Chapitre 12 : Un voyage interminable
Leurs yeux ne s'étaient fermés que quelques secondes mais ils avaient réussi à lutter et à rouvrir les yeux, malgré l'intense fatigue qui s'installait. Ils décidèrent de se secouer et se levèrent pour faire quelques pas sur la route, histoire de chasser cette somnolence insistante.
« J'avais adoré cette journée, repensa Sam en souriant, quand Papa nous avait emmené dans un zoo. Il voulait chasser un démon, je crois, qui dévorait les animaux et les visiteurs. Moi, bien sûr, je ne voyais rien d'autre qu'une belle visite au zoo et j'étais tout excité. On marchait sans arrêt, sans qu'il veuille qu'on s'arrête devant les cages et j'étais si fatigué que j'arrivais à peine à le suivre.
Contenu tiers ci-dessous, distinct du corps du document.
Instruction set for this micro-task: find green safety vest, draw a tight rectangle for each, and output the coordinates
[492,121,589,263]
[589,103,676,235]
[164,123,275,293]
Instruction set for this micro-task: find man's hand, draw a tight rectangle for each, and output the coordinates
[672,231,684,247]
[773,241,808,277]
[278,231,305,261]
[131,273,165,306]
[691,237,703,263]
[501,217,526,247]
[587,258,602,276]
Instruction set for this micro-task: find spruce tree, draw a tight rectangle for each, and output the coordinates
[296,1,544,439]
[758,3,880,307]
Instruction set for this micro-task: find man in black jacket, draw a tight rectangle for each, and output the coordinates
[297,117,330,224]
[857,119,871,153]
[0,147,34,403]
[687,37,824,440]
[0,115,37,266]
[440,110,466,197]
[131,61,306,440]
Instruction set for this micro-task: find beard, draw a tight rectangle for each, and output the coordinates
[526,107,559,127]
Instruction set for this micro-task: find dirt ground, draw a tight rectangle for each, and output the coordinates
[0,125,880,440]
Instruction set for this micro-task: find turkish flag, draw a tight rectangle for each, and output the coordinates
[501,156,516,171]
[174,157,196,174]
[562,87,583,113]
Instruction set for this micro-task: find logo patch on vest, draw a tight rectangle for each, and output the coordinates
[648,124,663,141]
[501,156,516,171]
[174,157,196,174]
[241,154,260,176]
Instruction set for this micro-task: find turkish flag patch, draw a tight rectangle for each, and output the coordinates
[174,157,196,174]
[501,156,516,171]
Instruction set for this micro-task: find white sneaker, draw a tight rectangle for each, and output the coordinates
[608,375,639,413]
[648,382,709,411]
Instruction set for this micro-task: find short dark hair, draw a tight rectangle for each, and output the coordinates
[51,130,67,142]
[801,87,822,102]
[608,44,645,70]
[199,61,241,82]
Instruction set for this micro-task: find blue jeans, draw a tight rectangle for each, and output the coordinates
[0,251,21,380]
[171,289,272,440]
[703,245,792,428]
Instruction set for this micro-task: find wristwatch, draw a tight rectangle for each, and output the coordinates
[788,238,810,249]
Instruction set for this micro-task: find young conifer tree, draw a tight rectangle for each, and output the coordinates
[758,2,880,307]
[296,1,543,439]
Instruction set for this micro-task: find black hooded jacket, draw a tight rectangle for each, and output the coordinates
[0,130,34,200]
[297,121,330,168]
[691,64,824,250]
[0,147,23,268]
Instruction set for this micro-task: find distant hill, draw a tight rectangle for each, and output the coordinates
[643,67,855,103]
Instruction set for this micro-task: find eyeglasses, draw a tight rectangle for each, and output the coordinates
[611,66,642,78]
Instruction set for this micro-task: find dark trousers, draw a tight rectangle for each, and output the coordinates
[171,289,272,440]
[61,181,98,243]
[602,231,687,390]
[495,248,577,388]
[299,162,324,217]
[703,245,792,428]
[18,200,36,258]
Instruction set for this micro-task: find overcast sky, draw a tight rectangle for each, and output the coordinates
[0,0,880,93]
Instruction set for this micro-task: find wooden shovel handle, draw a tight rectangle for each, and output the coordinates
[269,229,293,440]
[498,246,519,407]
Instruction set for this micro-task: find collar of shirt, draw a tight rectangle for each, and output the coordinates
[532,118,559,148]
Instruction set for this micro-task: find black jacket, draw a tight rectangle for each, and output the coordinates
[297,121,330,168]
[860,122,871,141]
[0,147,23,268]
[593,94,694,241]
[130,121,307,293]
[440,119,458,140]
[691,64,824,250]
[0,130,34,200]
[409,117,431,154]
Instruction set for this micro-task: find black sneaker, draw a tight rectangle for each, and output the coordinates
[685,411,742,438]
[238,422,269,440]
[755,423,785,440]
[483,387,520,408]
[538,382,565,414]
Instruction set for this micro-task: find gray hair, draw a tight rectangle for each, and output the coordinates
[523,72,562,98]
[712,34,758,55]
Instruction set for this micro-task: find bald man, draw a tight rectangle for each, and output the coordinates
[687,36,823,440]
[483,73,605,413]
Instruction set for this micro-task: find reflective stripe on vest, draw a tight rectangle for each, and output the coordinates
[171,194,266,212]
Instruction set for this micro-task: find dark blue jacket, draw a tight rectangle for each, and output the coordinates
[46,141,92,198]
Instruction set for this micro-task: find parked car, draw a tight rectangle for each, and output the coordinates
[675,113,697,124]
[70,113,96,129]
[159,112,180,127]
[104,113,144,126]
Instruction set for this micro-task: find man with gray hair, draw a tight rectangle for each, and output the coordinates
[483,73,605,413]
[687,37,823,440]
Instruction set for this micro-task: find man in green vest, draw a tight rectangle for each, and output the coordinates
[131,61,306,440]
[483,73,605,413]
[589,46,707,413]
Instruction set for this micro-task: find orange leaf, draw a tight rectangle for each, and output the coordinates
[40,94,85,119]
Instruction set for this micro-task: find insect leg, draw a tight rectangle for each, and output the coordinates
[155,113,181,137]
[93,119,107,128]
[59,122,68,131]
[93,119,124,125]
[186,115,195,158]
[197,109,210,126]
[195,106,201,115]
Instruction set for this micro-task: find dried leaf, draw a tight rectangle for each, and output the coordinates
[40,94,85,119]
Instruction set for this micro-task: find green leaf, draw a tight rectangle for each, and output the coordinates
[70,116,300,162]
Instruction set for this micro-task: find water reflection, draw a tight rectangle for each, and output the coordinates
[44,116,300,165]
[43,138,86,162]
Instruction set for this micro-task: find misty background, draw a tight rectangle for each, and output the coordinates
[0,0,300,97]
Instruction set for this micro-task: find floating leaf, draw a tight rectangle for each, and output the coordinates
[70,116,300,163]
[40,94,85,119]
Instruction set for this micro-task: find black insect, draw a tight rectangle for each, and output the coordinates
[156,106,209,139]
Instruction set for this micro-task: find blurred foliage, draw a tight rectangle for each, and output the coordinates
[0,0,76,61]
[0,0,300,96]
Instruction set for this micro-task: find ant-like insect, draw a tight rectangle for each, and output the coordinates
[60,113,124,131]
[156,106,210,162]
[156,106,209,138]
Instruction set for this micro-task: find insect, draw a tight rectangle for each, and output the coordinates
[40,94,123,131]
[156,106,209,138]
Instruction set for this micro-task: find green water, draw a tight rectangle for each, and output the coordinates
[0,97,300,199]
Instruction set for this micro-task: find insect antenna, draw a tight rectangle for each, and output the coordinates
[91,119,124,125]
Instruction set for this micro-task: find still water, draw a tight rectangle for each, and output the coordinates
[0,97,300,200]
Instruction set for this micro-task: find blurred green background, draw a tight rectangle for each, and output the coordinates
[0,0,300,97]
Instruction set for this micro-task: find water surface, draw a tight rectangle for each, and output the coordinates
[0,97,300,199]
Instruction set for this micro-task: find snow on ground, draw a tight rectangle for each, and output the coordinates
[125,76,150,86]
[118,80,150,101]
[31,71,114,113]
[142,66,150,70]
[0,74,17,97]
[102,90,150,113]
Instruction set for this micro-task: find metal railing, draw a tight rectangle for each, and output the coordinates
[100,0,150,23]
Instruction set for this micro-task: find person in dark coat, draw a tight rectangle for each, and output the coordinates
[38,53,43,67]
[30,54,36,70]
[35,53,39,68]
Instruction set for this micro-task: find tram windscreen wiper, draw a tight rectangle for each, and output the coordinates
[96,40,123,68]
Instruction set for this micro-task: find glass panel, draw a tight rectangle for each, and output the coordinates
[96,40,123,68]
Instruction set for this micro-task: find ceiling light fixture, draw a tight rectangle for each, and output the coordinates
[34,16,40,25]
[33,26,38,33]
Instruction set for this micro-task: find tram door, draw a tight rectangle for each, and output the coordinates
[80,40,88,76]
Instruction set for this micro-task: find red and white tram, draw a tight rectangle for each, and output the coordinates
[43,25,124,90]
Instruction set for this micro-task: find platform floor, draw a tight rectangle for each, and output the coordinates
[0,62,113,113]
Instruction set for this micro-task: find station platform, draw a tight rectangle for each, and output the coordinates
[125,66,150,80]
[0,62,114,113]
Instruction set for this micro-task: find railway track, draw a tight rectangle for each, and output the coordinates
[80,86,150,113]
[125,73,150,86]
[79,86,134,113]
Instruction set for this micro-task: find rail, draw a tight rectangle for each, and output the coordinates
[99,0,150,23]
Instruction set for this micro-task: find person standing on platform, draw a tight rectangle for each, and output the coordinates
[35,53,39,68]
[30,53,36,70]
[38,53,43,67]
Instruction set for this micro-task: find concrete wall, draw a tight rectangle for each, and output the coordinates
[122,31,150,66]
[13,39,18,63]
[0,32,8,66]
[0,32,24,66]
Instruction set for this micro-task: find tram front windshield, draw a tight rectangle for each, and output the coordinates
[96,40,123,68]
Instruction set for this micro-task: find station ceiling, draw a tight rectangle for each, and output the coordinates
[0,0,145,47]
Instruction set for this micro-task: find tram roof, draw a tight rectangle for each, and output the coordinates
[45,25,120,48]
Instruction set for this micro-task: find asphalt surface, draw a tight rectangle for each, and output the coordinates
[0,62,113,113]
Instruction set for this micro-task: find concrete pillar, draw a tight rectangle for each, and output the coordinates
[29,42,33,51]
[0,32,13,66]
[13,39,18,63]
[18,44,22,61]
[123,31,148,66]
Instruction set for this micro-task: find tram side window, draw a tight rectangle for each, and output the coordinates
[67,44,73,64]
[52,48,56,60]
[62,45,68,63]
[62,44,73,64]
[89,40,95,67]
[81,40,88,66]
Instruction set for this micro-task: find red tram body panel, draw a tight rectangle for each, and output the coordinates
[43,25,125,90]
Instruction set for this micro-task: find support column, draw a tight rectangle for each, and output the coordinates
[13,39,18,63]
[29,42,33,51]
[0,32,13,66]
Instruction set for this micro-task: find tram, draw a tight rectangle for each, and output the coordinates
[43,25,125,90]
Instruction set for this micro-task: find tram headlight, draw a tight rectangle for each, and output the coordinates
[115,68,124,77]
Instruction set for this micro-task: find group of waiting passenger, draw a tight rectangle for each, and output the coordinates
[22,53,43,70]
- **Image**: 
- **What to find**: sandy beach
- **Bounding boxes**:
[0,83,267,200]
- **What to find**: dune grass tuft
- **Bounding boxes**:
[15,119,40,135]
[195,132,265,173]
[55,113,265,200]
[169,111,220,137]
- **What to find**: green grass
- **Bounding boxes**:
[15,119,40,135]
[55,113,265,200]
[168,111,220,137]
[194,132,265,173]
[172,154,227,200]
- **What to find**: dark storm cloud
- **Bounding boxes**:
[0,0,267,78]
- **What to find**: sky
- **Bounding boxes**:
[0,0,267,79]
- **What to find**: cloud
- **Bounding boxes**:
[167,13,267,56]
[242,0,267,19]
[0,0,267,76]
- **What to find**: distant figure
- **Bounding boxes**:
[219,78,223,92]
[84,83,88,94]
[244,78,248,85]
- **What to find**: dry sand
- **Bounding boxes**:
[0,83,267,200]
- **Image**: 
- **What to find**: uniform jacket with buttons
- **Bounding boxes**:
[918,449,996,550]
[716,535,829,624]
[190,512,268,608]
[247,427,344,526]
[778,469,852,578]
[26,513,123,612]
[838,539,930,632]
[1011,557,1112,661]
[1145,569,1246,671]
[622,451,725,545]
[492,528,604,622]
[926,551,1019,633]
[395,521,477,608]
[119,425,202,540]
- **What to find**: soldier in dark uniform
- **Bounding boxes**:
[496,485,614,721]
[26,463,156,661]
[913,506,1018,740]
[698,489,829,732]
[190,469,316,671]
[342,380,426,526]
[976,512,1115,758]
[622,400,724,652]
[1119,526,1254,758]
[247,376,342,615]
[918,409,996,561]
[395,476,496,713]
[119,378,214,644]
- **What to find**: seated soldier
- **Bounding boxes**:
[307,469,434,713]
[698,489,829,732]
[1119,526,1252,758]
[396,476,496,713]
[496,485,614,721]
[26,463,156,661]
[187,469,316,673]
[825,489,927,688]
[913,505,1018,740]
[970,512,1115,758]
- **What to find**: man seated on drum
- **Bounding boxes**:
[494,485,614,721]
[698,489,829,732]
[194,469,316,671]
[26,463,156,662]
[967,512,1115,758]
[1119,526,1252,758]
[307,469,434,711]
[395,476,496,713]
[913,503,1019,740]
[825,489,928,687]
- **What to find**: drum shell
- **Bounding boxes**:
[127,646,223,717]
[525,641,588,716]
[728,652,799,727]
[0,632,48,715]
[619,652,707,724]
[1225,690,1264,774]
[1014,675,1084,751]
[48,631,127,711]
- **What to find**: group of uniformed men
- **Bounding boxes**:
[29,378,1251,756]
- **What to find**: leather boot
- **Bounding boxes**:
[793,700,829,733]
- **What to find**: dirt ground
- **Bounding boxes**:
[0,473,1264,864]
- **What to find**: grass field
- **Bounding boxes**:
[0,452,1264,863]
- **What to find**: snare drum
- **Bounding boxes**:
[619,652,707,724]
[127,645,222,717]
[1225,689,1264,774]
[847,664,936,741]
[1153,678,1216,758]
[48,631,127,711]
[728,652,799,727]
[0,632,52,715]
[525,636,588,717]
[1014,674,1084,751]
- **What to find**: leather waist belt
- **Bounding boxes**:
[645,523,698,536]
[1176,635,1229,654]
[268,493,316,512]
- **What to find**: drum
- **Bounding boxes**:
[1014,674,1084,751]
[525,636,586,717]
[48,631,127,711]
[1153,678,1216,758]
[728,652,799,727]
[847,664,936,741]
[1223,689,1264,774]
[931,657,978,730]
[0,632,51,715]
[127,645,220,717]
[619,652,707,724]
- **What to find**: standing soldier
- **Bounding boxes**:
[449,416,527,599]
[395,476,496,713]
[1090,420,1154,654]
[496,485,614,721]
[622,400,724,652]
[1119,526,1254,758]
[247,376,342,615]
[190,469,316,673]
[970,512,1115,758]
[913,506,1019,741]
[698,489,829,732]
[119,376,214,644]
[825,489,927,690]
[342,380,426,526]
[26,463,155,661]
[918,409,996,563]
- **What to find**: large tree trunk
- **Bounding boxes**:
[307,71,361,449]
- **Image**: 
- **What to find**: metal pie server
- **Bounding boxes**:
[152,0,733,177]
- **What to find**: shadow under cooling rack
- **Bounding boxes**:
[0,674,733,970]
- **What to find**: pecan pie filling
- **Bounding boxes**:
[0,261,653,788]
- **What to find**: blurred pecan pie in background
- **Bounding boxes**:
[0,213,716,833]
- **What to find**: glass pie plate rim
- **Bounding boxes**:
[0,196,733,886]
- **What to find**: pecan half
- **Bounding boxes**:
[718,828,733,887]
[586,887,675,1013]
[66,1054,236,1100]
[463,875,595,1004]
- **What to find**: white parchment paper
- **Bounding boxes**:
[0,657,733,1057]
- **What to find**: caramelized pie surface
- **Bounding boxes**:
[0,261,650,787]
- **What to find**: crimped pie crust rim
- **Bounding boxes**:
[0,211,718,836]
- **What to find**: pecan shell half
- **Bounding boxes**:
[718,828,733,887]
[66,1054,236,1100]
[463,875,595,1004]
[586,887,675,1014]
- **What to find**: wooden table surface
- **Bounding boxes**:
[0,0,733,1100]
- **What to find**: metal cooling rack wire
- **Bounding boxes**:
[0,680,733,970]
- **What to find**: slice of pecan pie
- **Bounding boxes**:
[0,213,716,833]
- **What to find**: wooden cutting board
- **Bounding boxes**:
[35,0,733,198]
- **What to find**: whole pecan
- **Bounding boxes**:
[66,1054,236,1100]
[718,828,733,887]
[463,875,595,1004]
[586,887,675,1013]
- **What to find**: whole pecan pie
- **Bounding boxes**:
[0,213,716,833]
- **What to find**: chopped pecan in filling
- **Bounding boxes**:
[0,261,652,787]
-Oui, je me souviens, sourit Dean également. Il est même arrivé à un détour qu'on te perde de vue. Papa ne voulait pas redoubler, ne voulant pas perdre de temps et laisser s'échapper le démon mais j'ai fini par redoubler pour te chercher et je t'ai trouvé assis dans un coin…
-Et ne dis pas que je pleurais, c'est faux !s'indigna Sam en avance. J'avais simplement besoin de repos.
-Alors pourquoi t'es-tu jeté dans mes bras quand tu m'as vu ?plaisanta Dean.
-Bon, ok, j'étais soulagé de te revoir. D'ailleurs je n'ai jamais compris pourquoi Papa nous avait emmenés avec lui lors de cette chasse.
-Je sais que ce démon ne mangeait pas les enfants et puis, je suppose qu'il voulait allier chasse et en même temps petite sortie familiale.
-Oui, peut-être mais j'avais beaucoup aimé cette journée, à part cet incident. On n'a même pas vu le démon, Papa nous avait prévenus à temps.
-C'est vrai que c'était cool, admit Dean. Surtout que Papa, après qu'il ait tué le démon, nous avait acheté deux grands cornets de glace vanille-chocolat…Hum…je ne l'oublierai jamais… »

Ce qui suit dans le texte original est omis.